Salari an Severino / als sie sich aus verzweiffelung erstach Aus dem ersten theile des Italiänischen Spinelli

Blut / Severino / blut! mit blute schreib ich dir /
Im blute will ich auch den letzten abschied nehmen;
Verachte nicht die hand / verschmäh nicht das papier /
Ob schon die Schreiberin sich itzt vor dir muß schämen.
Ich bin noch überall von deinem blut bespritzt /
Ich habe deine hand durch meinen dolch getroffen /
Den doch die eyfersucht auf deren brust gespitzt /
Die mich fort nichts mehr hieß von deiner liebe hoffen.

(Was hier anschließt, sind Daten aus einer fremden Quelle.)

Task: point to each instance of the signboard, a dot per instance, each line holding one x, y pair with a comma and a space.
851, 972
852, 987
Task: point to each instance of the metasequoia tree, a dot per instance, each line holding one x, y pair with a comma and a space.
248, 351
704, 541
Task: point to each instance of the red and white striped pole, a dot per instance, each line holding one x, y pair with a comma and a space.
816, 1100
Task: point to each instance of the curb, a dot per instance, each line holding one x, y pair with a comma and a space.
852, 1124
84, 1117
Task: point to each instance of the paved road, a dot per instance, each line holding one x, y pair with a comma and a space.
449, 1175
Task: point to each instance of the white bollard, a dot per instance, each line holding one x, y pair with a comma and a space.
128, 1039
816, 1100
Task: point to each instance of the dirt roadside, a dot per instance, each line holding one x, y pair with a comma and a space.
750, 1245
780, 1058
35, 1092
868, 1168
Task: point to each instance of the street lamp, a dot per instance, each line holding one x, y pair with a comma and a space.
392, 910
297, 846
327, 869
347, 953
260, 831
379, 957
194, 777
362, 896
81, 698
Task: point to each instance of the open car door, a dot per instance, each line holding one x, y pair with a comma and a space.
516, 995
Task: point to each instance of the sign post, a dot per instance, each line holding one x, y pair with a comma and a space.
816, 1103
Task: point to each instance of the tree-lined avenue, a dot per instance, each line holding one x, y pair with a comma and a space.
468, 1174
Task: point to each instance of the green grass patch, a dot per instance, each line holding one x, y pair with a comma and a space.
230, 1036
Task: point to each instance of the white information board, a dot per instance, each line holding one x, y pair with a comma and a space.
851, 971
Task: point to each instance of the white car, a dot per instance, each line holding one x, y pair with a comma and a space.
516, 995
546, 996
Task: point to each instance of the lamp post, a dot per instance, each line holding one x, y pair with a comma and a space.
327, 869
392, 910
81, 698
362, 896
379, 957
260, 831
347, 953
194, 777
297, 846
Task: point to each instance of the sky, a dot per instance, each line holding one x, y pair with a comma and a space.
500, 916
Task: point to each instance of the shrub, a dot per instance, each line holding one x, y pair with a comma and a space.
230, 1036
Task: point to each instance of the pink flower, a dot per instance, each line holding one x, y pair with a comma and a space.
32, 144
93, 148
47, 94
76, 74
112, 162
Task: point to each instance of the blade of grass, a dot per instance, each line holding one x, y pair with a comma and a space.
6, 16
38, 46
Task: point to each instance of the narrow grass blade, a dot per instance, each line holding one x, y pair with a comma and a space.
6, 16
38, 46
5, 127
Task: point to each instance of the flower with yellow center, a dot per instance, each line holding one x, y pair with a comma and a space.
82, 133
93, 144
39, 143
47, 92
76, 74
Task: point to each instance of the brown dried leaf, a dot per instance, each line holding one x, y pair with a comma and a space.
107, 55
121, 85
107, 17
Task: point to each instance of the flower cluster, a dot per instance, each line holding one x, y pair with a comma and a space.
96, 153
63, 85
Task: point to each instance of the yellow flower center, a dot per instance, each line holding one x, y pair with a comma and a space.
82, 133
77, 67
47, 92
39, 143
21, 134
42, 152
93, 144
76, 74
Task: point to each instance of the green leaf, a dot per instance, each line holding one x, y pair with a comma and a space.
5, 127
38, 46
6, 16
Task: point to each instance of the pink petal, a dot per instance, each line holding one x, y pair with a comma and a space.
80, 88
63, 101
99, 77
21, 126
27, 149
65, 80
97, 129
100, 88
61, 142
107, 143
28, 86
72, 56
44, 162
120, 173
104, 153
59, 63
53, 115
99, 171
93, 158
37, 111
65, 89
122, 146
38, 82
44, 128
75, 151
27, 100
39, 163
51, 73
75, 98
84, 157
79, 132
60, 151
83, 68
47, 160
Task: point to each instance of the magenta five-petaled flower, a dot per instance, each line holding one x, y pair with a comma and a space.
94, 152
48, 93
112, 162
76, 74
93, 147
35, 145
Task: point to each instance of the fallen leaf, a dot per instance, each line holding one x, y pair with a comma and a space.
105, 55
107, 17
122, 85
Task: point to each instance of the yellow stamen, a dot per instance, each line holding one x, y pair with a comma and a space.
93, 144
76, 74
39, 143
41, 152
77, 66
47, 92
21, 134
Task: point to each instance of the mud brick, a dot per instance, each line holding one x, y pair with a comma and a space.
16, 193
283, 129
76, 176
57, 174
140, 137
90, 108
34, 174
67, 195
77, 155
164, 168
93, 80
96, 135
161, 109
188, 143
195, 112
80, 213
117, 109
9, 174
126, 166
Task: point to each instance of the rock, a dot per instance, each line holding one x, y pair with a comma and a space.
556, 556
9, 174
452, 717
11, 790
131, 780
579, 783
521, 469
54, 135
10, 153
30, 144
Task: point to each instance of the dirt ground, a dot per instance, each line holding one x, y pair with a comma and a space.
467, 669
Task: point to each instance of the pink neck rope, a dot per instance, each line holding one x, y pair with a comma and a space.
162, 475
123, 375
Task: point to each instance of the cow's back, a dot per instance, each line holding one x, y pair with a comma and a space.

Ach schmerz! ach qual! ach pein! ich habe dich verletzt /
Verzeih‘ es mir mein Prinz / ich that es nicht mit willen
Und schau / ich habe mir die straffe selbst gesetzt /
Es soll mein heisses blut itzt deine rache stillen.
Du weist / wie Salari dich stets sehr hoch geacht /
Es kann es Tripolis und sein gestade zeigen;
Das glücke hatte dich zum sclaven mir gemacht!
Doch muste sich mein herz zu deiner liebe neigen;
Mein Vater hatte dir die fessel angelegt /
Du mustest wie ein knecht in unserm hause dienen;
Ach! wie hat deine last offt meinen sinn bewegt /
Biß mich die liebe hieß ein grösser werck‘ erkühnen /
Ich offerbarte dir den angenehmen brand /
Und sagte: wo du mich wilt deine liebste nennen /
So giebt dir meine treu die mittel in die hand /
Daß du und ich uns leicht von hier entfernen können.
Du wolltest lange nicht / weil Mardi dich besiegt;
Doch weil du keinen rath sie zu erlangen fandest /
So sprachstu endlich ja und schienest recht vergnügt /
Wann du durch einen kuß dich mir auffs neu verbandest /
Bald stieg ich in das Schiff und floh mit dir davon.
Ich fürchte weder sturm / noch die erbosten wellen /
Nicht meines vaters zorn / nicht schande spott und hohn.
Nur in die freyheit dich / mein Severin / zu stellen /
Wir strichen durch die See und kamen in gefahr /
Wenn uns das wilde mehr offt zu verschlingen dräute;
Biß daß Sicilien nicht allzuferne war /
Und uns von aller furcht durch seinen port befreyte.
Hier dacht ich bin ich nun in sicherheit gebracht;
Hier wird nun meine lust in voller blüthe stehen:
Ach aber! als ich kaum den süssen schluß gemacht /
So muß mein liebes-schiff im hafen untergehen.
Es kam dir Mardi ein / du willst sie wieder sehn /
Du suchest überall / und denckest sie zu finden;
Trapani lässet dir auch diesen wuntsch geschehn /
Mir aber allen trost durch diesen fall verschwinden.
Trapani schmerzens-orth / du feindin meiner ruh /
Ach! daß ich dich gesehn / und nicht im Meer‘ ertruncken;
So wär mein unglücks-thor mit meinen augen zu /
Und dörfft ich in mein blut itzt nicht die hände tuncken.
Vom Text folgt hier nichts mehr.